The LLRC report pronounces itself “satisfied that the military strategy to secure the LTTE [Tamil Tiger] held areas was one that was carefully conceived, in which the protection of the civilian population was given the highest priority.”
If there is not now a proper, independent investigation, carried out by internationals and under UN auspices, an atrocity will have been met with impunity, and that is a dire precedent for a government dealing with an internal conflict.
If such an investigation is now ordered – with support from countries like Australia – and if that results in, say, indictments by the International Criminal Court, would they do any good, in the context of the overall conflict?
How Australia should respond
The Tamils’ political aspirations have not gone away – drawing, as they do, on a historically transmitted and continuing collective experience of injustice. The Tamil National Alliance, which campaigns for strong regional autonomy, swept the board in recent local elections in the country’s north.
The demand for self-rule will have to be treated in some substantive way, if further violence in future is to be avoided.

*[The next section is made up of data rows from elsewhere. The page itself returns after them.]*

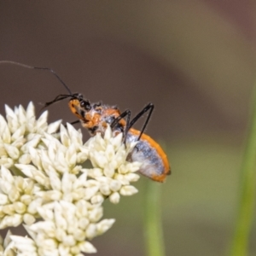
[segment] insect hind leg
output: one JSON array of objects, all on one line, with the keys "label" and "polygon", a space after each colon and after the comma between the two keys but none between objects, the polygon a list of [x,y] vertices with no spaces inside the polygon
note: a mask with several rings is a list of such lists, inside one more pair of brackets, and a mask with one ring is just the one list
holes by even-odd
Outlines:
[{"label": "insect hind leg", "polygon": [[114,128],[119,122],[122,119],[125,119],[126,117],[126,124],[125,124],[125,131],[124,131],[124,137],[123,137],[123,142],[125,143],[126,142],[126,137],[127,137],[127,134],[129,131],[129,123],[130,123],[130,119],[131,119],[131,110],[126,109],[125,112],[123,112],[119,117],[117,117],[110,125],[110,127],[113,129]]},{"label": "insect hind leg", "polygon": [[147,112],[148,112],[148,116],[147,116],[147,119],[144,122],[144,125],[143,126],[143,129],[141,131],[141,133],[139,135],[139,137],[137,137],[137,141],[140,140],[142,135],[143,134],[148,124],[148,121],[151,118],[151,115],[152,115],[152,113],[153,113],[153,110],[154,108],[154,105],[153,103],[148,103],[147,106],[144,107],[144,108],[139,112],[133,119],[130,122],[129,124],[129,127],[128,127],[128,131],[133,126],[133,125]]}]

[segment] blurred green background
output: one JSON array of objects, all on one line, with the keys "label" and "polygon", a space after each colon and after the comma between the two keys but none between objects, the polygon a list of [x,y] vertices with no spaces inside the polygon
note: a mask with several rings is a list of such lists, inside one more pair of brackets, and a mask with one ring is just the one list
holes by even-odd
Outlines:
[{"label": "blurred green background", "polygon": [[[52,67],[73,91],[134,113],[154,102],[147,133],[172,167],[160,184],[166,255],[224,255],[256,79],[255,14],[250,0],[1,1],[0,60]],[[49,73],[15,66],[0,66],[0,84],[1,113],[66,93]],[[73,120],[67,102],[49,108],[56,119]],[[116,223],[93,241],[96,255],[145,255],[148,182],[106,203]],[[255,238],[254,218],[250,255]]]}]

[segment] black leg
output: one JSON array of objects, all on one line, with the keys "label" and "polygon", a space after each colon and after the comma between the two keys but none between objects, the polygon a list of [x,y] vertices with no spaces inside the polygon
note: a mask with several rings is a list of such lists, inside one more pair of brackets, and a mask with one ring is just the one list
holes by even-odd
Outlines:
[{"label": "black leg", "polygon": [[139,141],[140,140],[140,138],[141,138],[141,137],[142,137],[142,135],[143,135],[143,133],[144,132],[144,131],[145,131],[145,129],[146,129],[146,127],[147,127],[147,125],[148,125],[148,121],[149,121],[149,119],[150,119],[150,117],[151,117],[151,114],[152,114],[152,112],[153,112],[153,110],[154,110],[154,104],[152,104],[152,103],[148,103],[140,113],[138,113],[133,119],[132,119],[132,120],[131,121],[131,123],[129,124],[129,127],[128,127],[128,131],[132,127],[132,125],[146,113],[146,112],[148,112],[148,111],[149,111],[149,113],[148,113],[148,116],[147,116],[147,119],[146,119],[146,120],[145,120],[145,123],[144,123],[144,125],[143,125],[143,129],[142,129],[142,131],[141,131],[141,133],[140,133],[140,135],[139,135],[139,137],[138,137],[138,138],[137,138],[137,141]]}]

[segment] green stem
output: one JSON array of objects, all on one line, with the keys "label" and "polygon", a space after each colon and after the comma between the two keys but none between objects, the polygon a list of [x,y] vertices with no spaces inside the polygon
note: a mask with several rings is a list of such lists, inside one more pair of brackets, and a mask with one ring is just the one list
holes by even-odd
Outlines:
[{"label": "green stem", "polygon": [[148,181],[146,185],[146,203],[143,218],[148,256],[165,256],[160,211],[161,185],[151,181]]},{"label": "green stem", "polygon": [[245,154],[241,165],[240,203],[233,236],[231,256],[247,255],[249,235],[253,218],[256,182],[256,86]]}]

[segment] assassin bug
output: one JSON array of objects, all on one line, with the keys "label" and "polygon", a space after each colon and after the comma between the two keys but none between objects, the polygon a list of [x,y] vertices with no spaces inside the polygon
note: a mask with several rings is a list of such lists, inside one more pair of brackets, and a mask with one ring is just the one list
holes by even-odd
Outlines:
[{"label": "assassin bug", "polygon": [[[157,182],[164,182],[166,175],[171,174],[166,154],[154,140],[143,133],[152,115],[154,104],[148,103],[131,119],[131,111],[129,109],[121,113],[117,107],[102,104],[101,102],[90,103],[89,100],[84,98],[82,94],[72,93],[67,85],[51,68],[31,67],[9,61],[2,61],[1,63],[15,64],[31,69],[47,70],[52,73],[66,88],[68,94],[57,96],[53,101],[46,102],[43,108],[69,98],[68,106],[70,110],[80,120],[81,125],[89,131],[90,136],[95,136],[96,132],[101,132],[103,135],[108,124],[115,135],[120,132],[123,133],[125,143],[137,142],[136,148],[128,155],[127,160],[143,163],[138,171],[143,175]],[[148,116],[143,129],[141,131],[134,129],[134,124],[146,113],[148,113]],[[78,123],[79,120],[73,124]]]}]

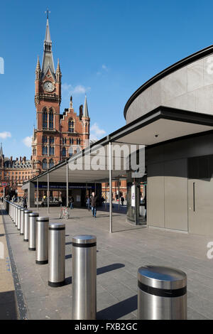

If Rajapaksa and senior colleagues were under threat of arrest, then prosecutions could be deferred as an incentive to negotiate, in good faith, on Tamil rights and freedoms. Criminal justice would have been traded off against political justice.
How will Australia respond? When, shortly before his failed leadership bid returned him to the back bench, I asked Kevin Rudd that question, he promised that his then department would be “mindful of the contents” of the UN report, and compare it with Sri Lanka’s own, when deciding what to do.
The theme of his remarks that evening was that Australia stands to benefit from an international order based on the rule of law. There could not be a more compelling case to put that principle into action.
Jake Lynch is Associate Professor and Director of the Centre for Peace and Conflict Studies at the University of Sydney.